Background Preclinical data have established CD47-SIRPα interactions as a myeloid immune checkpoint in cancer, which is corroborated by preliminary evidence from the first clinical studies with CD47 blockers.
Methods However, the ubiquitously expressed CD47 mediates functional interactions with other ligands as well, and therefore targeting of the primarily myeloid cell-restricted inhibitory immunoreceptor SIRPα may represent a better strategy.

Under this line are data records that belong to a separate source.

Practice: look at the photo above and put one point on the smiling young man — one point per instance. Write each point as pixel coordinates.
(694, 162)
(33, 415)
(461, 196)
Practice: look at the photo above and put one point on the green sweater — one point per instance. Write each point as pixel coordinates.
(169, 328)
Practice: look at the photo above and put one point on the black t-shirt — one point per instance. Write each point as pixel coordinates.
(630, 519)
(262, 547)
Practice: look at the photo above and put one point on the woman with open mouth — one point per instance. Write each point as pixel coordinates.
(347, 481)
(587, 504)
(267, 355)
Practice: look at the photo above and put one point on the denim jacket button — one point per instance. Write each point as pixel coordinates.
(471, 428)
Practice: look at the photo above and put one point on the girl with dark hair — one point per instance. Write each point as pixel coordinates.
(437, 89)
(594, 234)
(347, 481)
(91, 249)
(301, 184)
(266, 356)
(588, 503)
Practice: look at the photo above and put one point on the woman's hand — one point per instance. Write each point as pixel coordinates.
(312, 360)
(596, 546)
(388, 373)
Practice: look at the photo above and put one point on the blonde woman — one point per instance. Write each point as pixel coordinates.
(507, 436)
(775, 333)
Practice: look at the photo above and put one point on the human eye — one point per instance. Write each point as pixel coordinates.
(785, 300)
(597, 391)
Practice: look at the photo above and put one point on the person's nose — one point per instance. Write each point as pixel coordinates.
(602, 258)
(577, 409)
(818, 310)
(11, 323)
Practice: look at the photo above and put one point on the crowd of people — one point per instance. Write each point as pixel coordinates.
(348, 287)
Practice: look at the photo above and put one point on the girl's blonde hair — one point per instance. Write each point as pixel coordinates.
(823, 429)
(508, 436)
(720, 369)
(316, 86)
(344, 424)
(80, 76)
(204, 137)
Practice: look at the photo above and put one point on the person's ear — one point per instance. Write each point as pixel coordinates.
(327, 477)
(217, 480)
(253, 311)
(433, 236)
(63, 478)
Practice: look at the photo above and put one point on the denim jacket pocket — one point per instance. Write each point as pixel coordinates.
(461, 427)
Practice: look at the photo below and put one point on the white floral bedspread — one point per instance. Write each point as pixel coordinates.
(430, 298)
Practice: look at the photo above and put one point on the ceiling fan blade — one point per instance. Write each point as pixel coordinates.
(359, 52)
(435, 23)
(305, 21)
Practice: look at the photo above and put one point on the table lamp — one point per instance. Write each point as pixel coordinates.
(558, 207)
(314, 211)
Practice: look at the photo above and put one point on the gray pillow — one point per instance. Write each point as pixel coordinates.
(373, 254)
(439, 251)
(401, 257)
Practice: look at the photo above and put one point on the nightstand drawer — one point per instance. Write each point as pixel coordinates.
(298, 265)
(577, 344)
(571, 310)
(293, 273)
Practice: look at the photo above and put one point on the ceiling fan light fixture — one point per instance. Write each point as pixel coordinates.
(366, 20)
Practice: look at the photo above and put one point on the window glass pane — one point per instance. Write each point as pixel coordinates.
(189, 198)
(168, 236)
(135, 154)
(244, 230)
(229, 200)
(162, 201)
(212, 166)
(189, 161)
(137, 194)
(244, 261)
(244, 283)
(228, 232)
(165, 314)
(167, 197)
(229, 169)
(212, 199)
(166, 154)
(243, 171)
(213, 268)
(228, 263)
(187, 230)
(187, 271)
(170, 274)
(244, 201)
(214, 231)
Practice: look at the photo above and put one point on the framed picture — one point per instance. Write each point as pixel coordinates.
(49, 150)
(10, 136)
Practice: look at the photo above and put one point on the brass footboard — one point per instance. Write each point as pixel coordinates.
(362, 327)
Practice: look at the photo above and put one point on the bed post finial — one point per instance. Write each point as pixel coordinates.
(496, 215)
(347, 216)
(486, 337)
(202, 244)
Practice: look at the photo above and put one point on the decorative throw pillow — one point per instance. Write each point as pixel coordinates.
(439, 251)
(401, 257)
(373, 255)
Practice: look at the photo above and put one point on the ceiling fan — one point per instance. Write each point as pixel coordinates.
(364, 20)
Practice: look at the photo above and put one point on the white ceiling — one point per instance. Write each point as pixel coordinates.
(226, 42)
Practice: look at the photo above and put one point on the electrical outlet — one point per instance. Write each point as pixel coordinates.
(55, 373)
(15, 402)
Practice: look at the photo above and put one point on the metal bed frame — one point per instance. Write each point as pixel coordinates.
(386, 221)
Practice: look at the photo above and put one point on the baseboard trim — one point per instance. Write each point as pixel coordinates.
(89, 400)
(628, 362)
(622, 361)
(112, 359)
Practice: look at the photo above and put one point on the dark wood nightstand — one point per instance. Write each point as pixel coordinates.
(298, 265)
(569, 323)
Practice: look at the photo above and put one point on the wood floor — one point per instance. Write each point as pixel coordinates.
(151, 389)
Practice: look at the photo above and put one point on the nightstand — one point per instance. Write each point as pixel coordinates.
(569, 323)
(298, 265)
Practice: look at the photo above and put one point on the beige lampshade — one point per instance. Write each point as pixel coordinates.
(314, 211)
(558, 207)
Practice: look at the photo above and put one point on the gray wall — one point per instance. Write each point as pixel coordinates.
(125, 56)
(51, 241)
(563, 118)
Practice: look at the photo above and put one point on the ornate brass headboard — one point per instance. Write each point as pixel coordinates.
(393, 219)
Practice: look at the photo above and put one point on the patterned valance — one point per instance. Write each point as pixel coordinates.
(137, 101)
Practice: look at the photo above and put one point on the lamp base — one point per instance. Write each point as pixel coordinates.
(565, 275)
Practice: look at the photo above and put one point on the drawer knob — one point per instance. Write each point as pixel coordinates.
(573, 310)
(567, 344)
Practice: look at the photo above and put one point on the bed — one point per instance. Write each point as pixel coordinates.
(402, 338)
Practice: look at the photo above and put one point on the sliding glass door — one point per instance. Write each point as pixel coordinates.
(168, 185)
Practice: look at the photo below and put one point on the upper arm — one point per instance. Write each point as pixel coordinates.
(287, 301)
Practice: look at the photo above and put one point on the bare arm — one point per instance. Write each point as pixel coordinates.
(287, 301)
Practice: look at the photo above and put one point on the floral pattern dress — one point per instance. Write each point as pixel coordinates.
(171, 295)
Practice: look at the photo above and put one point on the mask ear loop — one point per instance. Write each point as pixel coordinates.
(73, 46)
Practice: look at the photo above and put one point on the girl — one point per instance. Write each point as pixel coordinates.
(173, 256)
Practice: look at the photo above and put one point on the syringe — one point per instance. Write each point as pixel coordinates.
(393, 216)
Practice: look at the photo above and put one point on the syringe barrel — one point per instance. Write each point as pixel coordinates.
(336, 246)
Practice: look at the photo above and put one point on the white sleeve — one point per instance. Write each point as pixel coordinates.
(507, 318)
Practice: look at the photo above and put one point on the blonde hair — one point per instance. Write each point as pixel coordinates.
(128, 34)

Results Here, we present preclinical results on a novel clinical candidate, BYON4228. BYON4228 is an antibody directed against SIRPa and recognizes both of the common allelic variants of human SIRPα which maximizes its potential clinical application in the broad human population. Notably, in contrast to several other anti-SIRPα antibodies in development, BYON4228 does not recognize the closely related T cell-expressed SIRPγ that has been reported to mediate interactions with CD47 as well, which are known to be instrumental in T cell extravasation and activation. BYON4228 binds to the N-terminal part of SIRPα and its epitope overlaps with the CD47-binding site. BYON4228 therefore prevents binding of CD47 to SIRPα and thus blocks inhibitory signaling through the CD47-SIRPα axis. Functional studies show that BYON4228 potentiates both macrophage- and neutrophil-mediated elimination of hematologic and solid cancer cells in vitro in the presence of several different tumor targeting antibodies like trastuzumab, rituximab, daratumumab and cetuximab, illustrating the broad potential clinical benefit and application of BYON4228. BYON4228 enhanced the efficacy of rituximab treatment in vivo when administered to human Non-Hodgkin lymphoma (NHL)-engrafted transgenic mice with a selective expression of huSIRPαBIT on myeloid cells (huSIRPαBIT-scid mice). Single intravenous infusion of up to 100 mg/kg BYON4228 to male and female cynomolgus monkeys was well tolerated and did not elicit any adverse effects.
Conclusions Collectively, this defines BYON4228 as a pan-allelic anti-SIRPα antibody without T cell SIRPγ recognition that promotes the destruction of antibody-opsonized cancer cells. Clinical studies are planned to start in 2022.
Ethics Approval Appropriate ethics approvals were present before commencing studies in vivo.